Par deux arrêts en date du 25 avril 2022, la Cour administrative d’appel de Marseille a eu l’occasion de réaffirmer les règles de compétence juridictionnelle concernant les contrats de droit privé conclus entre l’exploitant d’un service public à caractère industriel et commercial et ses usagers, ou s’agissant des créances en découlant.
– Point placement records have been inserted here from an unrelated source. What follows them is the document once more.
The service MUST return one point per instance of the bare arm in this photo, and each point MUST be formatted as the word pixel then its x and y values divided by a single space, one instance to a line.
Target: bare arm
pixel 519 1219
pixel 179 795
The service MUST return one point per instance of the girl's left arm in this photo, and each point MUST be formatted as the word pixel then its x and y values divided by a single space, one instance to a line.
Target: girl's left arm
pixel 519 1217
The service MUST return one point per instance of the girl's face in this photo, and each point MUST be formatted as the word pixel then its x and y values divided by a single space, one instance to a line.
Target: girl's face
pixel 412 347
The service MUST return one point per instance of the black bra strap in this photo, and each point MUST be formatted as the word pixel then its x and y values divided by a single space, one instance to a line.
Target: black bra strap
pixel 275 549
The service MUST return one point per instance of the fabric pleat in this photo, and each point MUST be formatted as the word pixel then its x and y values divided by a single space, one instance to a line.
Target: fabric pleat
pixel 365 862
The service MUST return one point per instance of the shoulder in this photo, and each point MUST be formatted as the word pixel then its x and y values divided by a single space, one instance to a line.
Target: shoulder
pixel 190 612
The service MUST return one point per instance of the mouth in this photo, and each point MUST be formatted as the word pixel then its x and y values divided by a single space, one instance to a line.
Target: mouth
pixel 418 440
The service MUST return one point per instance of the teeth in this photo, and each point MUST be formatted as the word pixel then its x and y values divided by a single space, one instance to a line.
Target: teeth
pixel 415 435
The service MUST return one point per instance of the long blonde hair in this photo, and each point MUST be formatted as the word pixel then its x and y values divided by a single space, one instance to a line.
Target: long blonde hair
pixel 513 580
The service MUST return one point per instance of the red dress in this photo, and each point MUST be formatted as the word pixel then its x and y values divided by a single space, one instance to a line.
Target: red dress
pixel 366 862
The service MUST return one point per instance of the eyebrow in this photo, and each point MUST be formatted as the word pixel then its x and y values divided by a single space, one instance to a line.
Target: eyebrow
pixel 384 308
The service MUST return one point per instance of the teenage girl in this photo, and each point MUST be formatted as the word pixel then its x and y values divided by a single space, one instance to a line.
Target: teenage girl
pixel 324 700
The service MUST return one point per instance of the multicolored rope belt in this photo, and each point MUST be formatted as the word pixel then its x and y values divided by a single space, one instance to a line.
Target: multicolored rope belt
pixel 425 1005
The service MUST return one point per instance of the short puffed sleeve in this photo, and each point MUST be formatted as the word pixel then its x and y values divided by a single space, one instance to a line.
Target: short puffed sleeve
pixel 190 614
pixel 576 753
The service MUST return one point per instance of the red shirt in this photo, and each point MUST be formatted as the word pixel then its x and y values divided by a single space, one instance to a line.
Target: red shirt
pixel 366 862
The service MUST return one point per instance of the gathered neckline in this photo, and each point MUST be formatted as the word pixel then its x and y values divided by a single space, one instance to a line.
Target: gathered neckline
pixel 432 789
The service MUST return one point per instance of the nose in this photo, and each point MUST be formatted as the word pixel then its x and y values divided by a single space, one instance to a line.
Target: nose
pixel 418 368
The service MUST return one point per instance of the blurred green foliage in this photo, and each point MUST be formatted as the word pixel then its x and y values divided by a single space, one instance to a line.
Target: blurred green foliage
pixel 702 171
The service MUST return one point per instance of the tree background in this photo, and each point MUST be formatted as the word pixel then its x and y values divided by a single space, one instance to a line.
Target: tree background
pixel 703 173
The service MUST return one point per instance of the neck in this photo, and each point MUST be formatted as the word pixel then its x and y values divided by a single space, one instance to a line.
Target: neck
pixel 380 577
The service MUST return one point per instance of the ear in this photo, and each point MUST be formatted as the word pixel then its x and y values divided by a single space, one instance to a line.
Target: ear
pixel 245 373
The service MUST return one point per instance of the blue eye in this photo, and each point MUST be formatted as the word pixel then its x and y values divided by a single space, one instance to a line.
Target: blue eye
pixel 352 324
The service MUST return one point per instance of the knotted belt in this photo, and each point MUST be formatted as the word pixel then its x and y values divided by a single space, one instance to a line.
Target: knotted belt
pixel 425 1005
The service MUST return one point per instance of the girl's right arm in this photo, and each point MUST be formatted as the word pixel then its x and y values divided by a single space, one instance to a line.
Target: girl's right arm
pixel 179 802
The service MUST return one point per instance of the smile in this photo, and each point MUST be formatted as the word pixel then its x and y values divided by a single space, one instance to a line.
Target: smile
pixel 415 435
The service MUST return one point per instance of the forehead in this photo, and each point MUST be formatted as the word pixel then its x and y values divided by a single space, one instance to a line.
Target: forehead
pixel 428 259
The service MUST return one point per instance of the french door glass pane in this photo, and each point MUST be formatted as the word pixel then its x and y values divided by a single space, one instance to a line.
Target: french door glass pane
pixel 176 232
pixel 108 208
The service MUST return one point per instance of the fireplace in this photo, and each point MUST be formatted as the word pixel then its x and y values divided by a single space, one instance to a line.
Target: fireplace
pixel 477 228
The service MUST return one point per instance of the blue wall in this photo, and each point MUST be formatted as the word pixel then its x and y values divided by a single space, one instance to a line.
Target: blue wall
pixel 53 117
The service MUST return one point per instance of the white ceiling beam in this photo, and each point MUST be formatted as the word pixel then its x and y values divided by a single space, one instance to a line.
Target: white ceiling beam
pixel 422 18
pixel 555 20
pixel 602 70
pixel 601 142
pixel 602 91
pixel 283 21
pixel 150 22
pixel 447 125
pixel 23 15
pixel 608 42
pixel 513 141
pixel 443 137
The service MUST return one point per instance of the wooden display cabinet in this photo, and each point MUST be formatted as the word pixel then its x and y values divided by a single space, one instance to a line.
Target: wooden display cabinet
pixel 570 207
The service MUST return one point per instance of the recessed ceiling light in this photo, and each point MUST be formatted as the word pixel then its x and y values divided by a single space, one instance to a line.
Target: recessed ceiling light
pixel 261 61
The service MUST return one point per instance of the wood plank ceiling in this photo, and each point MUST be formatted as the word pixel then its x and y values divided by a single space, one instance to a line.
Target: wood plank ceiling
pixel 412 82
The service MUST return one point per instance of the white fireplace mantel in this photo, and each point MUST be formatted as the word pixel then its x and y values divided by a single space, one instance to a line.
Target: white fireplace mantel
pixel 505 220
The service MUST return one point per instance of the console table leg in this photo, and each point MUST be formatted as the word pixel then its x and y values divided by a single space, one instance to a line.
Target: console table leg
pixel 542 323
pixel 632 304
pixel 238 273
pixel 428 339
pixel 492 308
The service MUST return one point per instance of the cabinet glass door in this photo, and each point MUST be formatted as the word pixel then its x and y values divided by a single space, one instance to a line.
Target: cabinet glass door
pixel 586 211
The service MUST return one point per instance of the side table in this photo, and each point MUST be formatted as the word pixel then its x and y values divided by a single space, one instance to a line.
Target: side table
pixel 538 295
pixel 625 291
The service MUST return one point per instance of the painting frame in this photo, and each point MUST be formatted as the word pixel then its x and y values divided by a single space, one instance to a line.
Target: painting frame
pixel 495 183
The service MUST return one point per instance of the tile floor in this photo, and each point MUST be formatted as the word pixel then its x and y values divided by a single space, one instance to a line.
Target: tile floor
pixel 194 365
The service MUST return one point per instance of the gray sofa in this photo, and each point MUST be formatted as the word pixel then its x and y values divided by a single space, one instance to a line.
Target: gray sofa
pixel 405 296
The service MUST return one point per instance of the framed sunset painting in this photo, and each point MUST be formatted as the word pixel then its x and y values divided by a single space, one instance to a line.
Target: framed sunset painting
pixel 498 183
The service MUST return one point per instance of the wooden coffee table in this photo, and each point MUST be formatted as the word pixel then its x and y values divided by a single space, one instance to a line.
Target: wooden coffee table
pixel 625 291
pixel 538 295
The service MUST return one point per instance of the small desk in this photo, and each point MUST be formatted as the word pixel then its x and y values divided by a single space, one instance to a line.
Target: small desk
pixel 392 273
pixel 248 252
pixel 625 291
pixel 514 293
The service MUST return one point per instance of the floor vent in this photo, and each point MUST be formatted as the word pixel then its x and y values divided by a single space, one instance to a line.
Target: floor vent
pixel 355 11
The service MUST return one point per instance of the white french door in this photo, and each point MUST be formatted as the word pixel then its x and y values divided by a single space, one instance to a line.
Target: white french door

En l’espèce, la commune de Monêtier-les-Bains avait conclu avec la Compagnie Fermière des Grands Bains (CFGB), une convention d’affermage portant sur l’exploitation du centre thermoludique « Les Grands Bains du Monêtier », pour une durée du huit ans à compter du 1er août 2008, convention qui est arrivée à son terme le 31 juillet 2016.
Dans la première affaire : la commune ayant repris la gestion du centre thermoludique en régie directe a émis – après un premier titre de recettes retiré en raison d’une erreur sur le montant de la créance – un titre exécutoire, le 27 décembre 2016, mettant à la charge de la société CFGB la somme de 159 308,73€ correspondant :
La Cour administrative d’appel, pour annuler le jugement du Tribunal administratif ayant déchargé la société CFGB de cette somme, a d’abord rappelé qu’ « en matière de titres exécutoires, la compétence juridictionnelle dépend de la nature, administrative ou civile, de la créance dont le titre exécutoire a pour objet de poursuivre le recouvrement ».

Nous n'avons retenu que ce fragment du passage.